From: verdy_p (verdy_p@wanadoo.fr)
Date: Sun Feb 01 2009 - 21:27:05 CST
> Message du 01/02/09 17:07
> De : "Doug Ewell" 
> A : "Unicode Mailing List" 
> Copie à : verdy_p@wanadoo.fr
> Objet : Re: Error on Language Codes page.
> 
> 
> Philippe Verdy  wrote:
> 
> >> That page continues to trouble me, because of its recommendation to 
> >> use ISO 639-1 codes for Hebrew, Indonesian, and Yiddish that were 
> >> withdrawn from that standard 20 years ago.
> >
> > These three casesv are not a problem: did you note the asterisk after 
> > these codes:
> 
> The text explains the asterisk as identifying the older codes that users 
> are being told to prefer over the newer codes.
No. That's not what the ISO 639-<<<*** 1 ***>>>/RA used in its code list.
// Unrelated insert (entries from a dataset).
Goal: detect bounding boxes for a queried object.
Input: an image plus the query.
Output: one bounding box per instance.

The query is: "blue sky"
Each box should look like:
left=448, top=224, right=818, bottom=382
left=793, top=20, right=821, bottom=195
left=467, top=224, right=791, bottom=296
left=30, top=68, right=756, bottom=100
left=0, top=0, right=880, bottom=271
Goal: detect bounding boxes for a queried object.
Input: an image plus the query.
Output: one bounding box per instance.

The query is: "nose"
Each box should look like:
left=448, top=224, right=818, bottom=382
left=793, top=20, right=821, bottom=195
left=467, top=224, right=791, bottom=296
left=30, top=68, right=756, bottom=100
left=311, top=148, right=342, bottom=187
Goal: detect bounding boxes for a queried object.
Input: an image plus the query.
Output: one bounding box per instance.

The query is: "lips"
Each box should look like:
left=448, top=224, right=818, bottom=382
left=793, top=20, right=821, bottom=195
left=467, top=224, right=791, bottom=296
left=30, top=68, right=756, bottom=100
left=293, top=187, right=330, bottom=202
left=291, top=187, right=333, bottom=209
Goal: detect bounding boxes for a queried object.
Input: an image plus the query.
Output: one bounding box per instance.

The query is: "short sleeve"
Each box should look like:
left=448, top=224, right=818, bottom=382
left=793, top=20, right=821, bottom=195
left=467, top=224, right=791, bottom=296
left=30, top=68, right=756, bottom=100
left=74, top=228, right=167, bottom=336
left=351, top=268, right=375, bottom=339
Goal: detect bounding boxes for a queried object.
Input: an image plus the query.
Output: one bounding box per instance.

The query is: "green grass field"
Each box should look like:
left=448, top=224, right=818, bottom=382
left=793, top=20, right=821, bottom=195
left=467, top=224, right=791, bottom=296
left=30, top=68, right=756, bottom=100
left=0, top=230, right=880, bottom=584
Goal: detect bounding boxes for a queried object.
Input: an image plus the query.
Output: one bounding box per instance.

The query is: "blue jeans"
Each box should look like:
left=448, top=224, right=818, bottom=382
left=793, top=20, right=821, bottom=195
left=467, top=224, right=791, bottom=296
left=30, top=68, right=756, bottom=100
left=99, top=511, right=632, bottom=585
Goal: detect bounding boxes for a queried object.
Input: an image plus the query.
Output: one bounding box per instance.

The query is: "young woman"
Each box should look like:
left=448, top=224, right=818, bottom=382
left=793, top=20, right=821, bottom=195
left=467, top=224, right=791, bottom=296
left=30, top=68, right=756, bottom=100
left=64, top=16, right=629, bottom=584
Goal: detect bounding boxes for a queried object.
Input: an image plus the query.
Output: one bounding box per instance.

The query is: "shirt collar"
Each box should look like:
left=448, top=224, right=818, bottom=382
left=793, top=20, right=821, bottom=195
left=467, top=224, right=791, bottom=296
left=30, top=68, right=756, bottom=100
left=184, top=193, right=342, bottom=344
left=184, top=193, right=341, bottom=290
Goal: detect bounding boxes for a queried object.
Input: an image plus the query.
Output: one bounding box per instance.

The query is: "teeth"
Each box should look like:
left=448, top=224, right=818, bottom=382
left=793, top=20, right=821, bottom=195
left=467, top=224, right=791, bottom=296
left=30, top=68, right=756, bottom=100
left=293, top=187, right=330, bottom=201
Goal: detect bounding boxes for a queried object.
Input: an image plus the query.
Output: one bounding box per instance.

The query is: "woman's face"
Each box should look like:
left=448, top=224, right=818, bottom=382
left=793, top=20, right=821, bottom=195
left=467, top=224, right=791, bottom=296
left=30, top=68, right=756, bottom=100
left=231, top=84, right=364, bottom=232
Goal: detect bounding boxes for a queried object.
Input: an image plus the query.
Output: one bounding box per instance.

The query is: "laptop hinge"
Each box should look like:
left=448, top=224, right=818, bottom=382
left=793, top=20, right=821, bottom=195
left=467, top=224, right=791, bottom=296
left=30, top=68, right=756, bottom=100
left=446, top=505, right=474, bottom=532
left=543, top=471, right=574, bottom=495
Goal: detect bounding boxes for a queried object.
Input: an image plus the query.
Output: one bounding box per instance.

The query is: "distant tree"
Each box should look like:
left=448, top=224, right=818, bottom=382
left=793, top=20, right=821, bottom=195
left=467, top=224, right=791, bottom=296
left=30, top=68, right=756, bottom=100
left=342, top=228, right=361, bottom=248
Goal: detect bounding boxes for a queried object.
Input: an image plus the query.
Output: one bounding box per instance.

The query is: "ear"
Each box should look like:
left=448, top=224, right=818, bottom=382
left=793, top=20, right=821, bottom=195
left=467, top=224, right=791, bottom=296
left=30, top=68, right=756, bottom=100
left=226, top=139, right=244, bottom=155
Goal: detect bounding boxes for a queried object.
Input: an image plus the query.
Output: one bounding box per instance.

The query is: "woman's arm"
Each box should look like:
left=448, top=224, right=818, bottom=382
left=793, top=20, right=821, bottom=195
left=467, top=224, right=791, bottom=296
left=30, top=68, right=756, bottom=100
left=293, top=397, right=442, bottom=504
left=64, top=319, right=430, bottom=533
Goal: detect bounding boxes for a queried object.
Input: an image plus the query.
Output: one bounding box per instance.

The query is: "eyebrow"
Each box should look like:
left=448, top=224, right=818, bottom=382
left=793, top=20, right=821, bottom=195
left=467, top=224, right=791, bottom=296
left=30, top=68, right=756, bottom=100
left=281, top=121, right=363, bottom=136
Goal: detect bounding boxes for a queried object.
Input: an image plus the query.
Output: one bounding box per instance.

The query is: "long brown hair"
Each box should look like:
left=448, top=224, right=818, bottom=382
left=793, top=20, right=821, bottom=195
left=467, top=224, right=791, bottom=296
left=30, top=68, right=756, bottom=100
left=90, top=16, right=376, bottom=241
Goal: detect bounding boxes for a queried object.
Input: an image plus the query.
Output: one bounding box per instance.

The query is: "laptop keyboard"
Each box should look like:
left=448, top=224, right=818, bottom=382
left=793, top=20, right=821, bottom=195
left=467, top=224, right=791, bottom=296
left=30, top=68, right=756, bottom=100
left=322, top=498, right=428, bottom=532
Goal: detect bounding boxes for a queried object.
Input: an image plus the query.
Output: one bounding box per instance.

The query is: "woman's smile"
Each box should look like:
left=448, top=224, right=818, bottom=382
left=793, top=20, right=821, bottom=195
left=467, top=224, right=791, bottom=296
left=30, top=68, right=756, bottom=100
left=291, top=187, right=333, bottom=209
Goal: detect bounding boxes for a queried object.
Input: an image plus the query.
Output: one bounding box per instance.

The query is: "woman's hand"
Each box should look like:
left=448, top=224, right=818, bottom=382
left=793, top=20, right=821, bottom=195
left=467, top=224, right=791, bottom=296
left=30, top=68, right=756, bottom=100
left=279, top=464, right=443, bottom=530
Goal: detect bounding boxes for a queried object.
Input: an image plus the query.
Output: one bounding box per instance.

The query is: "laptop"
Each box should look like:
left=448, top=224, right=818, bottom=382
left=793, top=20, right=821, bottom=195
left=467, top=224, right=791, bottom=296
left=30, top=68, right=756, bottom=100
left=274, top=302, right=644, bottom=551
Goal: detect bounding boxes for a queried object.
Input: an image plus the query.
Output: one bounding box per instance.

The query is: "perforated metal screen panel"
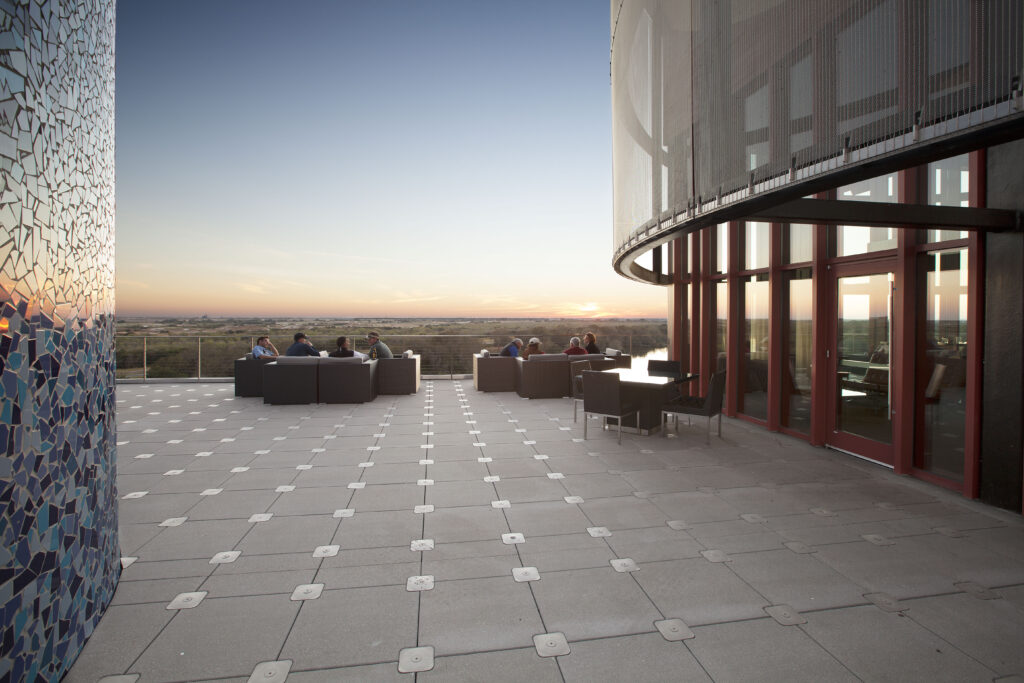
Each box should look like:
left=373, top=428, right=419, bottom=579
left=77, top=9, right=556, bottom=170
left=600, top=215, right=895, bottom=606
left=611, top=0, right=1024, bottom=278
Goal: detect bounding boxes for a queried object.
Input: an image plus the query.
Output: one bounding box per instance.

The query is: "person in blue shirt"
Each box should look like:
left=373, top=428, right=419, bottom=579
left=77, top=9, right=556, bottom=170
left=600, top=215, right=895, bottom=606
left=367, top=332, right=394, bottom=358
left=501, top=337, right=522, bottom=358
left=253, top=337, right=281, bottom=358
left=285, top=332, right=319, bottom=355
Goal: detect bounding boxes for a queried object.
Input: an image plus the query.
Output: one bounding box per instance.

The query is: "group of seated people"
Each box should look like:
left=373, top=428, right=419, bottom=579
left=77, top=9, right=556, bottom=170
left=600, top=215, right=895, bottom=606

> > they are also present in ISO 639, and mean deprecated codes.
> 
> Codes that are withdrawn from a standard in the ISO 639 family are not 
> still present in the standard. See the official text file provided by 
> ISO 639-2/RA at:
> 
> http://www.loc.gov/standards/iso639-2/ISO-639-2_utf-8.txt
We are speaking of old ISO 639-<<<*** 1 ***>>> codes. Your reference to ISO 639-<<<*** 2 ***>>>/RA is completely 
out of topic here. ISO 639-2 was designed with a single code kept, ignoring the legacy codes that were still 
present in the Part 1 of the standard.
Note however that the public website for ISO 639-1 has changed a few years ago (can't remember when, it was in 2005 
I think), without any change to the standard. It had been numaintained since long and was back to the ISO web site 
for archiving. There's not been significant chagnes. The Part 1 of the standard did not have much text, it was 
merely the code list itself. However during the transition, the asterisk in the list was not commented the same 
way.
It's true that there were codes that have been deprecated, but in fact none of that have been really deleted, 
because at that time, there still existed widely deployed applications that referenced the old codes. And I think 
that these applications still exist today.
The same was true when Part 2 of the standard was published (for 3-letter codes): there still existed widely 
deployed codes used by librarians for bibliographic interchange, and they were sometimes different from the codes 
used by application and OS builders or in communication standards (like MIME in Email and other related "RFC"/"BCP" 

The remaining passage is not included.